Although Hagen believed the software was generally sound, he spoke positively of some of the fixes. Hagen said the state could require landowner mark recipients to renew their applications, “every five years or something,” rather than having access to the program forever once they initially qualified.
Hagen said people dividing up 160-acre parcels to qualify for more landowner licenses is “undoubtedly a loophole.”
Nesvik, who is also a member of the task force, is looking at options to make these exploits more difficult. While the Game and Fish Commission already has a regulation prohibiting subdivision for the purpose of getting more landowner licenses, it’s “really hard to enforce,” he said, especially if the licensing franchise isn’t advertised online or in print but rather conveyed by word of mouth. from mouth.

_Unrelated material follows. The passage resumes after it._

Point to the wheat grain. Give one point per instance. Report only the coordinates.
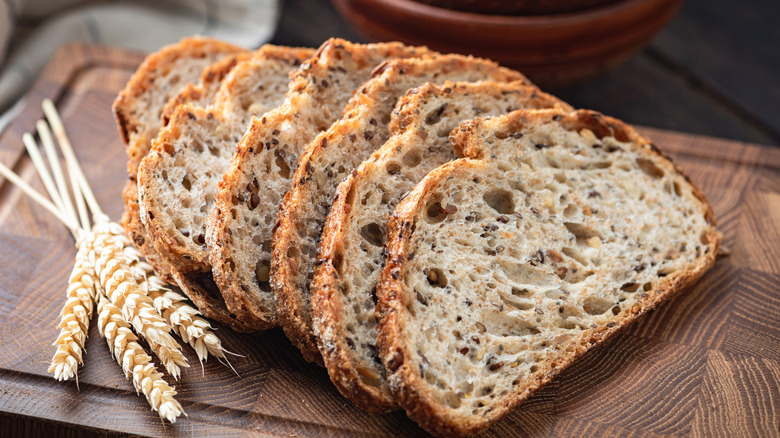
(75, 315)
(177, 312)
(135, 363)
(138, 309)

“One of the things the staff talked about was the minimal size of the space,” Nesvik said. “So, if you divide your farm into less than 500 acres of parcels, those parcels, no matter what [animal] Use days, will not qualify [for landowner licenses]. “
Titten says he saw “a lot of selfishness, from both sides of the aisle.” Do-it-yourself resident hunters like him who don’t have large tracts of land advocate equal access to licenses, while landowners fight to keep their current level of access to two trusted marks for each eligible species.
“These are the two hard lines in the sand that I heard from people,” said Titin. He said the status quo might be “our best option”.
Josh Corsi, co-chair of the Wyoming Wildlife Task Force, said the push for landowner licensing reforms has stalled, in part because his peers are waiting for an internal proposal being developed by Game and Fish. He said this proposal would be shared with the working group at its July 7 meeting and then considered by the Wyoming Game and Fish Commission at its September 13-14 meeting.
“We’ll see what that looks like first, and see if it addresses some of the concerns that are being shared and talked about,” Corsi said of the state’s proposal.